A pale slash of dawn fell across Nick’s cheek, bringing out the pink, healthy warmth in his impossibly flawless complexion. It touched some curls of his tousled black hair and turned their tips to brass and copper. She could not help herself. When she came around the side of the bed to check Father Storey’s IV, she reached out and lightly mussed Nick’s hair, delighting in the boy-silk of it.

He slowly opened his eyes and yawned enormously.

“Sorry,” she said, with her hands. “Back to sleep.”

He ignored her and replied in sign: “He was awake again.”

“How long?”

“Just a few minutes. He said my name.

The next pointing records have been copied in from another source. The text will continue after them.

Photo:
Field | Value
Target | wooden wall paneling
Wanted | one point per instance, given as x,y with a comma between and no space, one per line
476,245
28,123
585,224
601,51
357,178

With his mouth, not with sign language, but I could tell.”

“Did he say anything else?”

Nick’s face clouded over. “He asked where my mom was. He didn’t remember that part—that she died. I couldn’t tell him. I said I didn’t know where she was.” He turned his face away, stared out the window into the blood glow of morning light.

The Dragonscale could rework the biology of a person’s lungs so he could breathe even in suffocating smoke. But it couldn’t do anything about your shame, couldn’t make you breathe any easier when you had a four-hundred-pound beam of guilt across your chest. She wanted to tell him that he didn’t get anyone killed. That blaming himself for what happened to his mother was as silly as blaming gravity when someone stepped out of a window and fell ten stories. Nor was there any sense in blaming his mother—when Sarah Storey stepped out the window she had honestly believed with all her heart she could fly. Death by plague was, after all, not a punishment for moral failings. Men and women were firewood, and in a time of contagion the righteous and the wicked were fed to the blaze in turn, without any discrimination between them.

“Some will come back to him,” Harper said to Nick.

“And some of it won’t?”

“Some won’t.”

“Like who tried to kill him?”

“Give time,” she told him. “With time, he may remember big lot.”

Nick frowned, then said, “He told me he wants to talk to you. He said he just needs a little more sleep.”

Harper grinned. “Did he say how much more?”

“Just till tonight.”

“Is that what he said?” Harper asked.

Nick nodded solemnly.

“Okay,” Harper said. “But try no be disappointed if he no wake tonight. This will be long slow get well time.”

“He’ll be ready,” Nick said. “What about you?”